L'Agenzia internazionale dell'energia prevede un aumento della domanda di petrolio nel 2024. I prezzi sono aumentati leggermente. Ma l'influenza dell'Opec su questo mercato è minacciata dai produttori esterni al cartello, in particolare dagli Stati Uniti

Giovedì, dopo la pubblicazione delle nuove previsioni dell’Agenzia internazionale dell’energia, si è verificato un aumento dei prezzi del petrolio: i contratti (futures) del Brent, il riferimento internazionale basato sul mare del Nord, sono cresciuti dell’1,6 per cento a 79,1 dollari al barile; quelli del West Texas Intermediate, il riferimento statunitense, del 2 per cento a 74 dollari.

Nel 2023 il Brent ha perso circa il 10 per cento nel 2023, chiudendo l’anno a un prezzo di 77 dollari al barile.

COSA DICONO LE PREVISIONI DELL’AIE E DELL’OPEC SULLA DOMANDA DI PETROLIO

Le previsioni dell’Agenzia internazionale dell’energia concordano grossomodo con le valutazioni dell’OPEC (il cartello dei paesi esportatori) circa un aumento della domanda petrolifera mondiale, anche per via del freddo estremo che sta interessando gli Stati Uniti – i maggiori consumatori di greggio del pianeta – e che ha indotto il governo ad attingere alle scorte di combustibile.

Secondo l’ultimo rapporto mensile dell’Agenzia, nel 2024 la domanda di petrolio crescerà di 1,24 milioni di barili al giorno, 180.000 in più di quanto precedentemente stimato.

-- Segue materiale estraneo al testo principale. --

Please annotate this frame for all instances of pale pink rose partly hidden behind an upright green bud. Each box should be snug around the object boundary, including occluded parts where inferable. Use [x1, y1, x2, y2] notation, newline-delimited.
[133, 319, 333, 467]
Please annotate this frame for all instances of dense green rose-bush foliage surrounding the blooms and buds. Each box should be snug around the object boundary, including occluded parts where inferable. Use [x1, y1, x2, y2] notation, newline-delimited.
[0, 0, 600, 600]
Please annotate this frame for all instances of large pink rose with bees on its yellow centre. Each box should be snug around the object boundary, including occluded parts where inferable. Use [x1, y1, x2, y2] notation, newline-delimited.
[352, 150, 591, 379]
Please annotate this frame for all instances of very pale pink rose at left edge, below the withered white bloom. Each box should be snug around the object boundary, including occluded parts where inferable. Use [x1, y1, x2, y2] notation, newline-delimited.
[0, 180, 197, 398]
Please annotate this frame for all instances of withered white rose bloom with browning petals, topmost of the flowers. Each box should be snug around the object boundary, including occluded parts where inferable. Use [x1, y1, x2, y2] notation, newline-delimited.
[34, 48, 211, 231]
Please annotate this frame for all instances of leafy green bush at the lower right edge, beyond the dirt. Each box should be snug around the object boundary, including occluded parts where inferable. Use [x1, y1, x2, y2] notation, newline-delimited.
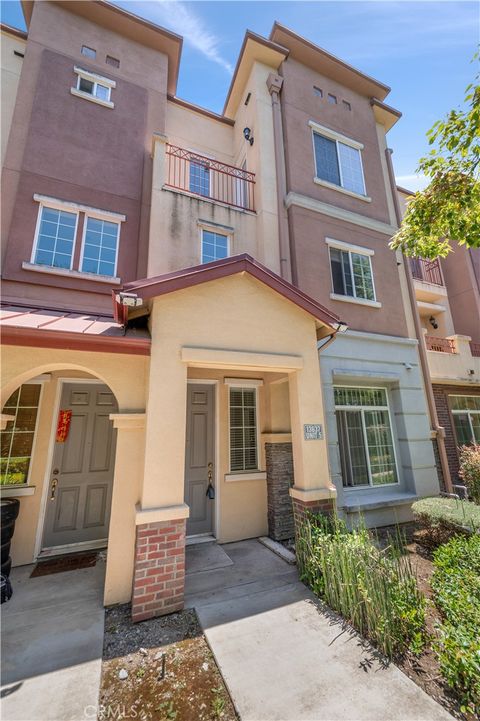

I volumi previsti dell’OPEC sono però molto maggiori: 2,25 milioni di barili al giorno in più nell’anno in corso e 1,85 milioni di barili in più nel 2025, arrivando così a 106,2 milioni.

UN MERCATO “BILANCIATO”, SECONDO BIROL

Il direttore dell’Agenzia, Fatih Birol, ha detto a Reuters di aspettarsi comunque un mercato petrolifero “bilanciato” tra domanda e offerta, nonostante le tensioni in Medioriente. Tensioni che al momento, comunque, non hanno stravolto il commercio di energia attraverso il mar Rosso: le navi petroliere continuano infatti ad attraversare lo stretto di Bab el-Mandeb nonostante gli attacchi degli houthi alle imbarcazioni portacontainer.

Secondo l’Agenzia internazionale dell’energia, l’aumento della domanda di petrolio è dovuto al miglioramento dell’economia globale ma anche all’espansione del settore petrolchimico in Cina. Quanto al bilanciamento tra domanda e offerta, l’organizzazione fa notare la notevole crescita dell’output da produttori esterni all’OPEC, come il Canada, il Brasile, la Guyana e soprattutto gli Stati Uniti.

SURPLUS DI PETROLIO IN VISTA?

L’Agenzia ritiene che, qualora l’OPEC+ (la versione allargata del cartello degli esportatori, capeggiata da Arabia Saudita e Russia) dovesse sospendere la politica di tagli alla produzione introdotta verso la fine del 2022 per sostenere i prezzi del greggio, potrebbe verificarsi un surplus di offerta petrolifera sul mercato.

Nel secondo trimestre del 2024 i tagli alla produzione dei paesi OPEC dovrebbero concludersi.

L’IEA pensa anche che la domanda di petrolio raggiungerà il picco nel 2030 per effetto della transizione alle energie pulite; l’OPEC non concorda con questa visione.

INTANTO, GLI STATI UNITI…

Gli Stati Uniti sono i maggiori produttori di petrolio al mondo e la scorsa settimana hanno estratto la quantità record di 13,3 milioni di barili al giorno. Come ha scritto Quartz, l’America sta producendo più greggio di qualsiasi altro paese nella storia.

Per effetto della potenza fossile statunitense e dell’incremento della produzione anche in Brasile e in Guyana, la quota  di mercato dell’OPEC+ è scesa al 48 per cento, il minimo dal 2016, cioè dall’allargamento del cartello ad altri esportatori. Se l’OPEC+ dovesse decidere di agire per recuperare il market share perduto, rimuovendo i tagli e mettendosi a estrarre greggio in grandi quantità, i prezzi internazionale del petrolio potrebbero calare parecchio per effetto del surplus, danneggiando le economie di questi paesi molto dipendenti dalla materia prima.